Sometimes building community is as small as bringing snacks to a club meeting or making sure newcomers to a group are introduced to others. Sometimes it means working on a larger scale to ensure our nation welcomes those in need. We must ask ourselves: Are we doing all we can to build inclusive churches, schools, societies? How can we work to empower and lift up marginalized voices? How do we mercifully extend invitations to others? Invitations to be a part of a community convey a powerful message: You are not alone.

See the person in front of you.

Pope Francis said, “In the face of Christ we see the mercy and love of God.” What do I do when I see a person in need on the street? How should I respond when facts and figures become faces? Whether one responds by offering money, a sandwich, a conversation or a prayer, what is clear is that these encounters challenge us to make sure that our own exhaustion or apathy does not blind us from seeing God in those we meet each day.

Find mercy already present in your life.

Often, mercy is already part of our day, if only we would recognize it. The work to feed a child or care for an aging parent or even bring a co-worker a cup of coffee is part of a life of mercy.

Be willing to be changed.

Mercy is disruptive. It might make us uncomfortable. It might urge us to take responsibility. When we take mercy to heart, we are no longer able to say, “Someone should fix this.” We must ask instead, “What can I do? How can I be a catalyst for change?”

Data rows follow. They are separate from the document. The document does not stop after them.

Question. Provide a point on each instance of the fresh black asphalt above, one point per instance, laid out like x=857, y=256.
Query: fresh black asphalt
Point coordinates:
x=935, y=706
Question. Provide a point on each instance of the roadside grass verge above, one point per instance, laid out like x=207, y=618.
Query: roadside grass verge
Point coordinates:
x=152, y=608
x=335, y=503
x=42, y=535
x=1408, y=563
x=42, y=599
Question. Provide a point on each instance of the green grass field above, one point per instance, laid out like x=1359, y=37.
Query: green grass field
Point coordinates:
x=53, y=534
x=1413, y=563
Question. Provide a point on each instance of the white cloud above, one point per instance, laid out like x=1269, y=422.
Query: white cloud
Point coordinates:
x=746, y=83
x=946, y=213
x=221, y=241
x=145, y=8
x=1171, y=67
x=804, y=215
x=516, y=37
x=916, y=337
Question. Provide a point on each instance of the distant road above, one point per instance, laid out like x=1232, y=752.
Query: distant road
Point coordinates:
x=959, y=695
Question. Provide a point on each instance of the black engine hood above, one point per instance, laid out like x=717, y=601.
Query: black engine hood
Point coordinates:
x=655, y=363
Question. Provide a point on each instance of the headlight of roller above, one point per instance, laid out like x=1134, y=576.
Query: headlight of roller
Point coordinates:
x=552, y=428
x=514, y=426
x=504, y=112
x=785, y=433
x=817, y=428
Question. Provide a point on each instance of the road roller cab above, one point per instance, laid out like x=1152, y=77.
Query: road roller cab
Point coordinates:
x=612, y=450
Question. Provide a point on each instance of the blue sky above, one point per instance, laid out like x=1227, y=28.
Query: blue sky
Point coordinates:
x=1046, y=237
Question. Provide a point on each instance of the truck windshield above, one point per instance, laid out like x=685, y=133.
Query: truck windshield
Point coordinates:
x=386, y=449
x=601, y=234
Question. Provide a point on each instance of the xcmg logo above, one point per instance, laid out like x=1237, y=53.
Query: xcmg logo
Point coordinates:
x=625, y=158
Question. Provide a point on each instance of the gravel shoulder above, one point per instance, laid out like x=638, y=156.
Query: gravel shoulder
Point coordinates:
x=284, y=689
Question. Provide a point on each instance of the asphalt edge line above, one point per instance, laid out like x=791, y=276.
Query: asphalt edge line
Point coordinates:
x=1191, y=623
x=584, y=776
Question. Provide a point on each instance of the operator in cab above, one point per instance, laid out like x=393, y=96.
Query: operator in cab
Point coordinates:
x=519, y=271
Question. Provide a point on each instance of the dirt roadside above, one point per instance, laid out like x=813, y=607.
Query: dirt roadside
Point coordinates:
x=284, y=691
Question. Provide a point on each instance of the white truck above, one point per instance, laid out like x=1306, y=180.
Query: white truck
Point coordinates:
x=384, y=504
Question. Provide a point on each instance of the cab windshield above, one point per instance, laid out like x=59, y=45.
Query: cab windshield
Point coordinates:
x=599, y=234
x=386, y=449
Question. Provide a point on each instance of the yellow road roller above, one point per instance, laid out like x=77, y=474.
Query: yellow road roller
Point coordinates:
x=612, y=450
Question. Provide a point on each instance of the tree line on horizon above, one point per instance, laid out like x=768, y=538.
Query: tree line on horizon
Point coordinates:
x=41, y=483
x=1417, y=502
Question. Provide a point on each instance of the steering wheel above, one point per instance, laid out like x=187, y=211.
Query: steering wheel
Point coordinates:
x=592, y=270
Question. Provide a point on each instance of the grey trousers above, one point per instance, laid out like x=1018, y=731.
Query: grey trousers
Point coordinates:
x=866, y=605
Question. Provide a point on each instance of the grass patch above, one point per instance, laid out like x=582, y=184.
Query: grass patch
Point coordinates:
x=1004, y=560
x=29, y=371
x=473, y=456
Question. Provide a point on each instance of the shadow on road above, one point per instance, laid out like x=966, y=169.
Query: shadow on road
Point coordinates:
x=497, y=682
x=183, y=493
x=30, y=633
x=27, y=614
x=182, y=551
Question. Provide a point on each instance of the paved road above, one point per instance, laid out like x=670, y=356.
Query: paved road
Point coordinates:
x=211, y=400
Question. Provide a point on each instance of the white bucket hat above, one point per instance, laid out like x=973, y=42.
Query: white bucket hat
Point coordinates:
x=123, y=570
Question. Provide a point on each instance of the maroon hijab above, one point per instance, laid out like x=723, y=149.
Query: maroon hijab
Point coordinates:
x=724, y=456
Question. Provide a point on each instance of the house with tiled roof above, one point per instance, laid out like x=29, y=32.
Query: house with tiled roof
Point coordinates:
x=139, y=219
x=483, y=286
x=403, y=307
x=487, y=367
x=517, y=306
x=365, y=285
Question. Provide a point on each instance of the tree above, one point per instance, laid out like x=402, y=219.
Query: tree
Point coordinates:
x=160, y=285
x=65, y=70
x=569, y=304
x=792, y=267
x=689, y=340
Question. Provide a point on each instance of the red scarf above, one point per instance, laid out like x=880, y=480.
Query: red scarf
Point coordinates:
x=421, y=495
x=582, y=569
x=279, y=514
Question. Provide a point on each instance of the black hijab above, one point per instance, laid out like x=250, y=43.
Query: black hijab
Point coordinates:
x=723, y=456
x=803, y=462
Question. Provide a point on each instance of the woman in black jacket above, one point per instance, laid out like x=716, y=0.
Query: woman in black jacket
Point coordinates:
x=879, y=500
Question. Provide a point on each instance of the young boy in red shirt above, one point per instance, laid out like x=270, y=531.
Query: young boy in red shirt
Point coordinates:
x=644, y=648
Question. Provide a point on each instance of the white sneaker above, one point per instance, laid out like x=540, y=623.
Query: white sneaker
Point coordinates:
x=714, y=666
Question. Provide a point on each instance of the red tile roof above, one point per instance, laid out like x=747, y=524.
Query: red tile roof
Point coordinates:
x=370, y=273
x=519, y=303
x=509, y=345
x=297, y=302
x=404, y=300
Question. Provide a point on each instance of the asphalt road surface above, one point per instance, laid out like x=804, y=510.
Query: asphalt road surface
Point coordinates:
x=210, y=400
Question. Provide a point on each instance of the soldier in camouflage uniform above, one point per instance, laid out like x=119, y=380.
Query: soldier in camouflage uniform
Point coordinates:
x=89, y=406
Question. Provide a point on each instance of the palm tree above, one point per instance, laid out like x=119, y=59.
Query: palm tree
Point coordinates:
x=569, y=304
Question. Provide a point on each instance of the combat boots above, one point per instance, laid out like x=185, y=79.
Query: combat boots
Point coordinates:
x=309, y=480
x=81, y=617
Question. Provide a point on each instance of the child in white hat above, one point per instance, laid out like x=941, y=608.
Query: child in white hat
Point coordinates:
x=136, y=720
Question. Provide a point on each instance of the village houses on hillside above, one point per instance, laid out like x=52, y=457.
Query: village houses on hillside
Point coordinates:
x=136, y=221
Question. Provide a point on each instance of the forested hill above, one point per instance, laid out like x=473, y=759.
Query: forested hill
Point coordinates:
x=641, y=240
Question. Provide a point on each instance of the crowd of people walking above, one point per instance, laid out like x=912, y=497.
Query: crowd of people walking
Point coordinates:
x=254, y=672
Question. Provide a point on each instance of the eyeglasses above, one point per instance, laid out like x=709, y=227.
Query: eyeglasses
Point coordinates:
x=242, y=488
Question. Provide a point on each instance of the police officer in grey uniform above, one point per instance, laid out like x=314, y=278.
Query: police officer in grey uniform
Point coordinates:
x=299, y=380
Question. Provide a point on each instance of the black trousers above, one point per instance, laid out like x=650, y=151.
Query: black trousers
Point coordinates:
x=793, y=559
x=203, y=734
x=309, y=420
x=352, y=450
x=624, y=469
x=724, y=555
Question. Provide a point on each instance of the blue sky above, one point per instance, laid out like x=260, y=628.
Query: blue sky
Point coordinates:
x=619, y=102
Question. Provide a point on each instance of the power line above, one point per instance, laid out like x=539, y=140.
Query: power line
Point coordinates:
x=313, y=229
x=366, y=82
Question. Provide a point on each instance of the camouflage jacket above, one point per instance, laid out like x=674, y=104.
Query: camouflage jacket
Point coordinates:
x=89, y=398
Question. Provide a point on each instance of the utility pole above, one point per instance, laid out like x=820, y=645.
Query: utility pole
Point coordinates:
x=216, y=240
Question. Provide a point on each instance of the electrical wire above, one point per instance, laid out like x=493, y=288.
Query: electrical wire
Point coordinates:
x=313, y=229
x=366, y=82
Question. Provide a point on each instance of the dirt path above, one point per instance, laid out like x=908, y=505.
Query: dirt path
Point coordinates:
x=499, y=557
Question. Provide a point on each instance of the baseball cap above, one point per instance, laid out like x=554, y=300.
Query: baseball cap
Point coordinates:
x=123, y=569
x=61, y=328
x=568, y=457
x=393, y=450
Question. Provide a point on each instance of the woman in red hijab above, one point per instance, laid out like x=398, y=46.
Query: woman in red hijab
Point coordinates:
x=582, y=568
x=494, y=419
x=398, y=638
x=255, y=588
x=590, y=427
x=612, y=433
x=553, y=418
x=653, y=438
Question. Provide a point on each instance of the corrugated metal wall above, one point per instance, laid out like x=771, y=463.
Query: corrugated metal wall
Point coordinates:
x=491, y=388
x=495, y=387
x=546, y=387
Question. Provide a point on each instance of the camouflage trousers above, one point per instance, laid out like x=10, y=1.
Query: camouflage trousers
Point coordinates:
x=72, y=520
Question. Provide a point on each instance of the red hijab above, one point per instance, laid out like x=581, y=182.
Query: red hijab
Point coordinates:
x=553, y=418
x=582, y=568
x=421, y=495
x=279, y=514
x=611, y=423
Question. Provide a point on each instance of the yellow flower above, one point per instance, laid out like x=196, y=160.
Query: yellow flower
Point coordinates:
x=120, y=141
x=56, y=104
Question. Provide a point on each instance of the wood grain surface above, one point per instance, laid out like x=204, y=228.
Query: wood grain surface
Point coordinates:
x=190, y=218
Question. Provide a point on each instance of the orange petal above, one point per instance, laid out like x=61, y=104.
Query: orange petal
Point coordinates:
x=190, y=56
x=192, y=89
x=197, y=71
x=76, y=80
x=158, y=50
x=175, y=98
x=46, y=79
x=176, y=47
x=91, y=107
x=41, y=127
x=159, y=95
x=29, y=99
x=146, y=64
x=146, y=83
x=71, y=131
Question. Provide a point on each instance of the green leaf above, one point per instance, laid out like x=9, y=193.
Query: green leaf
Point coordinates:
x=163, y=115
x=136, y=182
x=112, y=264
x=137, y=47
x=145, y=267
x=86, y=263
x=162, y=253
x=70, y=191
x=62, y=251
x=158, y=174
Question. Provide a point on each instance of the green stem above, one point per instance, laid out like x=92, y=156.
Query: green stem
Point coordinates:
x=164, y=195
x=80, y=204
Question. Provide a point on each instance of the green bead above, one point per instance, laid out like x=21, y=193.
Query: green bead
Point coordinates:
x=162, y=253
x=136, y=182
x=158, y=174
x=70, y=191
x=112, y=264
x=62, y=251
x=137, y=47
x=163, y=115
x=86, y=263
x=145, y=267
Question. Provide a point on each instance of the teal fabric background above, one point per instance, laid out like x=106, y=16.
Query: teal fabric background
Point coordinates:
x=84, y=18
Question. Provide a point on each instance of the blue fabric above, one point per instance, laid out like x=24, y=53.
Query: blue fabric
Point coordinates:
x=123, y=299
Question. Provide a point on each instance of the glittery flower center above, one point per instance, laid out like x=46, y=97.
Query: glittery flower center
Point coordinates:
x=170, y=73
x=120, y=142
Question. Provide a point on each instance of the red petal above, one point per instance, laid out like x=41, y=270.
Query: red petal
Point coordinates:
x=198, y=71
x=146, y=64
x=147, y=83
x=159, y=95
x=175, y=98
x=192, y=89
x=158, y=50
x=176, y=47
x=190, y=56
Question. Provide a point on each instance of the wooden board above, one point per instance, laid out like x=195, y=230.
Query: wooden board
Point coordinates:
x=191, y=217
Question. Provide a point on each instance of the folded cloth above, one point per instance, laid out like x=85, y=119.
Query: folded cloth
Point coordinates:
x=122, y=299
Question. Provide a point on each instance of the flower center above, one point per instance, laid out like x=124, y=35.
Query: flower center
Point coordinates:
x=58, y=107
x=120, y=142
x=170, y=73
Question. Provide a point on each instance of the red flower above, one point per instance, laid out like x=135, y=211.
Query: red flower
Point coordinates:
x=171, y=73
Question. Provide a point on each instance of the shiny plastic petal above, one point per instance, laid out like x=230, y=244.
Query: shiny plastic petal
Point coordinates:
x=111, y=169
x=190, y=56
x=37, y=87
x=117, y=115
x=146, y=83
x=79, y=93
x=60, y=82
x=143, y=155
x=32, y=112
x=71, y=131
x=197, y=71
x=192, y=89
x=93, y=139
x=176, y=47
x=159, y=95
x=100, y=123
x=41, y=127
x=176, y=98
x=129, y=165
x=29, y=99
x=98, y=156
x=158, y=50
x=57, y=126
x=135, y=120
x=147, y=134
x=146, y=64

To live out mercy, we sort out what we believe in, why we believe it and then, crucially, what action is required to demonstrate these beliefs. Mercy can call us to study the history that has shaped our society’s views on race, the sociology behind how we view gender or the economics that perpetuate or alleviate poverty. And then we are called to do something. When we present our imperfect, authentic selves, we offer a gift that no one else can offer. “A little mercy makes the world less cold and more just,” Pope Francis has said. And that’s just a little. We can all do a little.